It is usually triggered by calcification. If left untreated, there is a risk of heart failure, which is why the aortic valve is replaced by a mechanical or biological one in the event of complaints.
“The aortic valve is the gateway between the left ventricle and the main artery. The pocket flap acts as a valve to direct the blood from the ventricle into the aorta and thus into the body circulation and to prevent it from flowing back into the heart afterwards ”, explains Prim. Priv.-Doz. Dr. Clemens Steinwender, Head of the Clinic for Cardiology and Internal Intensive Care Medicine at the Kepler University Hospital in Linz. But if this gate in the heart is narrowed, it has to apply more force to pump the blood into the body. In the long run, the heart muscle thickens (hypertrophy), becomes less and less flexible and thus weaker. His pumping performance decreases and heart failure sets in. This means that the body can no longer be adequately supplied with oxygen-rich blood.
The first signs are an insufficient supply of the brain, which can lead to dizziness or fainting. But also blood pressure fluctuations and low blood pressure, low resilience with rapid fatigue during exercise such as climbing stairs or during sport are the first symptoms. As the narrowing progresses, the symptoms increase, shortness of breath and pressure on the chest (angina pectoris pain) appear. With severe narrowing (stenosis) the symptoms are also present at rest.
Calcification or narrowing can go unnoticed for a long time, especially in people who do not move very much, and are only detected when a heart failure is diagnosed.
Deposits and wear
The most common cause of stenosis is wear and tear in old age. In this case, one speaks of calcification as in arteriosclerosis. In those over 75 years of age, three to five percent of the population have high-grade aortic valve stenosis. Elevated blood lipids and high blood pressure can be risks for calcification. Lime and collagen are deposited in the valve. Rheumatic fever, which is rare today, can also cause aortic valve stenosis. “A congenital constriction is less common and usually leads to wear and tear 20 years earlier than with the acquired constriction. The reason is usually a bicuspid aortic valve, which means that it only has two pockets instead of three and is therefore prone to stenosis early, ”says Steinwender.
Valve insufficiency can also be combined with the calcification and narrowing. The valve is then leaky, allowing blood to flow back from the aorta into the left ventricle. This leads to a stretching (dilation) of the left ventricle and also to a thickening of the heart wall. Other reasons for a leaky aortic valve can be a bacterial inflammation of the inner lining of the heart in the area of the valve or a congenital tissue weakness of the aorta. The symptoms are similar to those of stenosis. The backwater can also cause heart failure and water in the lungs with difficulty breathing.
Different stages of narrowing
“As soon as symptoms appear and the quality of life suffers, or if certain criteria are met during the ultrasound examination that indicate a high degree of tightness or leakage, you have to think about replacing the heart valve,” says the cardiologist. In addition to the ultrasound, x-rays and listening with a stethoscope are used to make the diagnosis. Sometimes a stress test on the bicycle ergometer, a computed tomography or a cardiac catheter examination is necessary for clarification. The ultrasound can be used to assess the speed of blood flow at the constriction, the amount of blood that is still pumped out and also the area of the valve opening. Typically, the valve opening in adults is three to four square centimeters. Depending on the opening, a distinction is made between three stages of the stenosis:
- Light: 1.5 to two cm2
- Moderate: one to 1.5 cm2
- High: less than one cm2
Implantation using a catheter
In order to restore performance and quality of life, the valve must be replaced in the event of a moderate to severe valve defect. Cardiologists, heart surgeons and anesthesiologists decide on an interdisciplinary basis about the best possible method of implanting the new valve. Medicines try to treat cardiac insufficiency as a result of calcification until the valve is replaced.

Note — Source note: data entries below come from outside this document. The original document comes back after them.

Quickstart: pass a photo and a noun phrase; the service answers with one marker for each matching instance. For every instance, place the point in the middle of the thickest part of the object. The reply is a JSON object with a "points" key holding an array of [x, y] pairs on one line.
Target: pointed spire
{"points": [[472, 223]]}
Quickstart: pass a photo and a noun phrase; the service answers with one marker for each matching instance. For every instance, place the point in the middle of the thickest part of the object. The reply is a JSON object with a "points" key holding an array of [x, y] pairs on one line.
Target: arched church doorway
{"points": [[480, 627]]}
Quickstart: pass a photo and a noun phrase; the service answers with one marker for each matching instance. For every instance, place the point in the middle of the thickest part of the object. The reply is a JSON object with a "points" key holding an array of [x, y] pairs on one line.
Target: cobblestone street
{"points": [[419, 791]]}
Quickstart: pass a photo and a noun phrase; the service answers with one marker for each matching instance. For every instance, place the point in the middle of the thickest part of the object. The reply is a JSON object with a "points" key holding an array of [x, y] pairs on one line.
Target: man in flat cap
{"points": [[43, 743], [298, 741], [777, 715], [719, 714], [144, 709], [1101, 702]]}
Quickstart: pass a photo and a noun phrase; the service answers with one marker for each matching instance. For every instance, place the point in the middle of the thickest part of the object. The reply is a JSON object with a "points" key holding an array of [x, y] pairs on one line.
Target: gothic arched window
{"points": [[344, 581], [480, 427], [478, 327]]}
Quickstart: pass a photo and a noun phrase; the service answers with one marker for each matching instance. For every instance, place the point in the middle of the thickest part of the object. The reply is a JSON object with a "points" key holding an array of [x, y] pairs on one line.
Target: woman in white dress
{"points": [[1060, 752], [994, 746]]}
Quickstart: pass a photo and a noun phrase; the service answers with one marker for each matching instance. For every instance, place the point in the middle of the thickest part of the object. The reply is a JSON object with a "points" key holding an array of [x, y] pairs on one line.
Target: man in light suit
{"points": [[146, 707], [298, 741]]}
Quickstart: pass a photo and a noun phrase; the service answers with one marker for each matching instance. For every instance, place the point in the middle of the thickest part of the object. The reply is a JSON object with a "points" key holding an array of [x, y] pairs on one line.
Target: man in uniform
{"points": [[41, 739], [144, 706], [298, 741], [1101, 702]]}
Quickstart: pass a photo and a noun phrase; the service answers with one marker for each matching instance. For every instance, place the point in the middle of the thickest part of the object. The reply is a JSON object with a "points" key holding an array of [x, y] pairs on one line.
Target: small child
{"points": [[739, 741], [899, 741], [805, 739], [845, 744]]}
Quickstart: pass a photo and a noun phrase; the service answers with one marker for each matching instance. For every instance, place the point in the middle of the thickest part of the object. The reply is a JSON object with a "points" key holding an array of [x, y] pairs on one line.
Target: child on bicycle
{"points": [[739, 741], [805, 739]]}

Until 2007, only open heart surgery under general anesthesia and connection to the heart-lung machine to replace the valve was possible in Austria. This stressful method was often not reasonable for older people with comorbidities.
That changed 13 years ago with the start of catheter-supported implantation (TAVI – Transcatheter Aortic Valve Implantation) of the valve. In the meantime, more aortic valves are used with TAVI, the minimally invasive and less stressful method, than with open heart surgery. Above all, patients with a medium to high surgical risk and older age benefit from TAVI. “With TAVI, a catheter, with the biological valve attached to it folded, is usually pushed through the old aortic valve via the inguinal artery under local anesthesia and implanted there using a high-pressure balloon. The old valve is pushed to the side and into the vessel wall of the aorta without any problems, ”explains Steinwender.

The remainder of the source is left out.